When dating violence is present among teensm it tends to lead to dating violence in their adult years,as well. Dating violence is prevalent among both heterosexual teens and LGBT teens. And while both groups are at risk for violence and abuse, LGBT teens are much more at risk than previously thought.
Types of Dating Abuse and Violence
Violence can be physical or emotional. LGBT teens suffer higher incidents of both types. LGBT teens are also more likely to suffer online and phone abuse and harassment than their heterosexual cohort. LGBT teens are more likely to suffer sexual coercion than heterosexual teens.
Urban Institute Study on LGBT Dating Violence Among Teens
The Urban Institute’s recent study focusing on dating violence among LGBT youth produced some frightening statistics.
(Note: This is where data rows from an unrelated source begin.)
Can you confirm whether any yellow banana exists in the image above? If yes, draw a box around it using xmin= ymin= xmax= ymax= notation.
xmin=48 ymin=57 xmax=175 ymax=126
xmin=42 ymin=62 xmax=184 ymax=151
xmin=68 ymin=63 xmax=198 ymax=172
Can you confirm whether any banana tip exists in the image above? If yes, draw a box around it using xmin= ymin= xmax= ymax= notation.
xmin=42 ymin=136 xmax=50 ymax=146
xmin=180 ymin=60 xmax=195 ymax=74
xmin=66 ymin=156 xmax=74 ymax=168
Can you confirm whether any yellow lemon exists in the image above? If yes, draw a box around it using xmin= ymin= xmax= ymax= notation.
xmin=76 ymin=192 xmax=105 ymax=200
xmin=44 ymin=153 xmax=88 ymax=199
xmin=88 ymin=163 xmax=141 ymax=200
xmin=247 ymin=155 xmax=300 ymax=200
The study looked at a total of 5,647 young people. Among those, 3,745 reported either being in a current dating relationship or having ended a dating relationship within the past year.
Across the board, LGBT youth are at higher risk of all sorts dating violence than are heterosexual youth. Transgender and female you are at the highest risk of teen dating violence.
Here are some statistics from the Urban Institute study:
- 43% of LGBT youth and 29% of heterosexual youth reported being victims of physical dating violence.
- 59 % of LGBT youth and 46% of heterosexual youth reported emotional abuse from a dating partner.
- 37% of LGBT youth and 26% of heterosexual youth reported cyber/phone abuse and harassment.
- 23% of LGBT and 12% of heterosexual youth have reported sexual coercion.
Particularly frighting is the violence level among transgender youth. Transgender youth represented a small percentage of the overall number of youths involved in the study, yet as a group, they reported the highest levels of violence, harassment, and sexual coercion.
Using the categories above, transgender teens reported:
- 89% had experienced physical dating violence.
- 61% had been sexually coerced.
- 59% had been emotionally abused.
- 56% had suffered cyber and phone abuse and harassment.
These percentages are significantly higher than for lesbian, gay and bisexual youth, and much higher than for heterosexual youth.
Factors That May Place LGBT Youth at Increased Risk
LGBT youth face negative feedback from peers, teachers, society, and even from family members due to their sexual identity and gender identity. This is particularly true when a teen comes out to his family and peers. This is a time when LGBT youth can develop depression and suicidality.
LGBT youth also often feel unsafe at school which can lead to increased truancy and lower grades. LGBT youth also reported higher rates of perpetrating acts of victimization upon others. It is unclear at present why this number is higher in LGBT youth and lower among their heterosexual counterparts.
Early Intervention Programs Could Help
What is clear from the study is that schools need to implement intervention and prevention programs and strategies specifically aimed at LGBT youth. The school’s positive emotional message and climate toward LGBT youth is an important factor in mitigating bullying and other victimization tactics.
Having a school counselor on campus who is specially trained in spotting victimized youth and intervening is a key factor in a school’s safety plan for youth.
On the positive side, LGBT youth are more likely to seek out help than their heterosexual counterparts when victimized. Because of this, peer-led groups can be a particularly effective measure for LGBT youth.
Additional Studies Are Needed
There are still many unanswered questions about the increased vulnerability of LGBT youth and mitigating factors that work to protect this vulnerable group. There are also unanswered questions regarding the role that gender identity and sexual orientation play in abuse.
Additional studies are needed, including longitudinal studies. Longitudinal studies could help us understand more about what factors place LGBT more at risk for abuse and the effects of this abuse, both in the short and long-term.